DBSCAN¶

Density-based Spatial Clustering of Applications with Noise (DBSCAN) is a data clustering algorithm that finds clusters through density-based expansion of seed points. The algorithm is proposed by:

Martin Ester, Hans-peter Kriegel, Jörg S, and Xiaowei Xu A density-based algorithm for discovering clusters in large spatial databases with noise. 1996.

Density Reachability

DBSCAN’s definition of cluster is based on the concept of density reachability: a point $q$ is said to be directly density reachable by another point $p$ if the distance between them is below a specified threshold $\epsilon$ and $p$ is surrounded by sufficiently many points. Then, $q$ is considered to be density reachable by $p$ if there exists a sequence $p_1, p_2, \ldots, p_n$ such that $p_1 = p$ and $p_{i+1}$ is directly density reachable from $p_i$ .

A cluster, which is a subset of the given set of points, satisfies two properties:

All points within the cluster are mutually density-connected, meaning that for any two distinct points $p$ and $q$ in a cluster, there exists a point $o$ sucht that both $p$ and $q$ are density reachable from $o$ .
If a point is density connected to any point of a cluster, it is also part of the cluster.

Functions

There are two different implementations of DBSCAN algorithm called by dbscan function in this package:

Using a distance (adjacency) matrix and is O(N^2) in memory usage. Note that the boundary points are not unique.

dbscan(D, eps, minpts)

Perform DBSCAN algorithm based on a given distance matrix.

Parameters:	D – The pairwise distance matrix. `D[i,j]` is the distance between points `i` and `j`. eps – The radius of a neighborhood. minpts – The minimum number of neighboring points (including self) to qualify a point as a density point.

The algorithm returns an instance of DbscanResult, defined as below:

type DbscanResult <: ClusteringResult
    seeds::Vector{Int}          # starting points of clusters, size (k,)
    assignments::Vector{Int}    # assignments, size (n,)
    counts::Vector{Int}         # number of points in each cluster, size (k,)
end

2. Using an adjacency list which is build on the fly. The performance is much better both in terms of runtime and memory usage.

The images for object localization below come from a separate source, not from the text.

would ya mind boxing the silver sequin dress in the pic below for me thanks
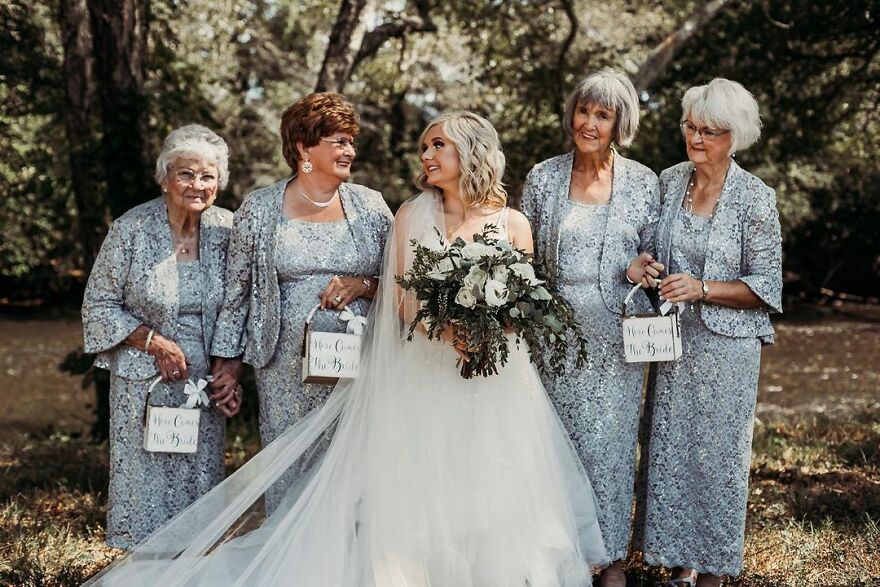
[545,200,646,561]
[258,217,371,511]
[639,208,762,576]
[106,261,225,548]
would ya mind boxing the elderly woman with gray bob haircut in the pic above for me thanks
[636,79,782,587]
[520,68,661,587]
[82,124,237,548]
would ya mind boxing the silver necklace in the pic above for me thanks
[683,173,719,233]
[299,189,337,208]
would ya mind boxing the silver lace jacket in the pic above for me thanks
[210,179,393,368]
[82,198,233,379]
[656,160,783,342]
[521,150,660,315]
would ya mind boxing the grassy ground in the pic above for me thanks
[1,307,878,586]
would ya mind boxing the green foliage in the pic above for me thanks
[0,0,877,301]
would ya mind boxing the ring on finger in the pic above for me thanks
[333,294,343,303]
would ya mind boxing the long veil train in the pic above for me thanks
[84,192,608,586]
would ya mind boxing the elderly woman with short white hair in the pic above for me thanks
[82,124,238,548]
[635,79,782,587]
[521,68,662,587]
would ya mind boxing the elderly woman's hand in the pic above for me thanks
[209,357,243,416]
[659,273,704,303]
[319,275,369,310]
[626,252,665,289]
[148,334,190,382]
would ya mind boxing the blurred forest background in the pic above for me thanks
[1,0,878,306]
[2,2,879,585]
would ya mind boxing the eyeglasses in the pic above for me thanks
[320,137,357,151]
[174,169,218,187]
[680,121,730,140]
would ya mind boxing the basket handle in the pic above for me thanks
[142,375,164,425]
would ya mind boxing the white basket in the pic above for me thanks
[621,284,683,363]
[301,305,363,384]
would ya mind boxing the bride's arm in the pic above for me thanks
[506,209,535,256]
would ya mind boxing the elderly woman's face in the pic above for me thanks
[420,124,461,191]
[682,117,732,166]
[571,101,617,155]
[303,131,356,181]
[162,157,219,213]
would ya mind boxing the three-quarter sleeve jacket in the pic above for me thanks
[656,159,783,342]
[520,150,660,316]
[210,178,393,369]
[82,198,234,379]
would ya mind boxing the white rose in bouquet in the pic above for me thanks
[427,257,456,280]
[463,265,489,289]
[460,242,499,260]
[491,265,510,284]
[455,286,477,308]
[509,262,544,285]
[484,279,509,307]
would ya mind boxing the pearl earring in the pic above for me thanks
[302,160,313,174]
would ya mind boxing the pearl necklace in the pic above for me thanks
[299,189,338,208]
[683,173,720,233]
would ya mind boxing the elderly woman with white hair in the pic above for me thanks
[521,68,661,587]
[82,124,238,548]
[636,79,782,586]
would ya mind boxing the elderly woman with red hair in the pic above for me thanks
[210,92,392,511]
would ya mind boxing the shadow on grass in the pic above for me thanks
[0,430,109,500]
[750,410,880,527]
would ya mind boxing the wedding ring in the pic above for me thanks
[333,295,342,303]
[172,370,181,376]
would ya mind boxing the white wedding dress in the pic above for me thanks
[85,193,608,587]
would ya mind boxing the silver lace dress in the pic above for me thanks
[258,217,370,512]
[106,260,225,548]
[639,207,762,576]
[544,199,645,561]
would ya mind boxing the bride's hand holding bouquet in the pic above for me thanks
[397,226,588,378]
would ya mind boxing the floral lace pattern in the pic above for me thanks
[637,163,780,575]
[105,261,225,548]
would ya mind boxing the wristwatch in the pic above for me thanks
[700,279,709,300]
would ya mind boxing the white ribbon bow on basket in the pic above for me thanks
[339,306,368,335]
[183,378,212,408]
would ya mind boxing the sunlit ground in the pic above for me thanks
[1,304,877,586]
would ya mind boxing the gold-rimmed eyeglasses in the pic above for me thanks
[320,137,357,151]
[173,169,218,188]
[680,120,730,140]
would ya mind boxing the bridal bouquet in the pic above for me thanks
[396,226,588,378]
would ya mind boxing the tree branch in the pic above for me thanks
[631,0,735,93]
[351,0,436,73]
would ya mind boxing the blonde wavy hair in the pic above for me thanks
[415,111,507,208]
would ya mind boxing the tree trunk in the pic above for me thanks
[58,0,105,271]
[631,0,734,92]
[316,0,436,93]
[316,0,371,93]
[87,0,152,219]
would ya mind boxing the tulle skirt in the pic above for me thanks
[90,336,607,586]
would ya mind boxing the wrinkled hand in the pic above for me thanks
[659,273,703,303]
[626,252,665,289]
[210,357,243,417]
[319,275,367,310]
[148,334,189,382]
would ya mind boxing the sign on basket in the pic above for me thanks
[621,284,683,363]
[142,376,207,453]
[301,305,364,384]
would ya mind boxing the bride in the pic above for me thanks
[85,111,608,586]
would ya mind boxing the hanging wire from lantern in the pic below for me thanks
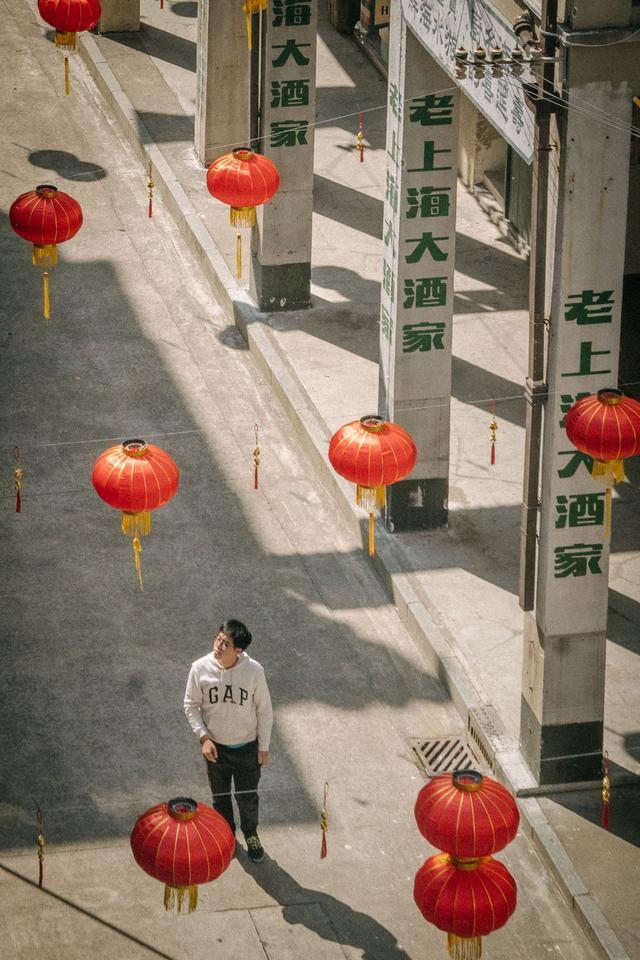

Also, the result is given in a DbscanCluster that provides the indices of all the core points and boundary points, such that boundary points can be associated with multiple clusters.

dbscan(points, radius, leafsize=20, min_neighbors=1, min_cluster_size=1)

Perform DBSCAN algorithm based on a collection of points.

Parameters:	points – matrix of points (column based) radius – The radius of a neighborhood. leafsize – number of points binned in each leaf node in the KDTree min_neighbors – minimum number of neighbors to be a core point min_cluster_size – minimum number of points to be a valid cluster

The algorithm returns an instance of DbscanCluster, defined as below:

immutable DbscanCluster <: ClusteringResult: size::Int # number of points in cluster core_indices::Vector{Int} # core points indices boundary_indices::Vector{Int} # boundary points indices

end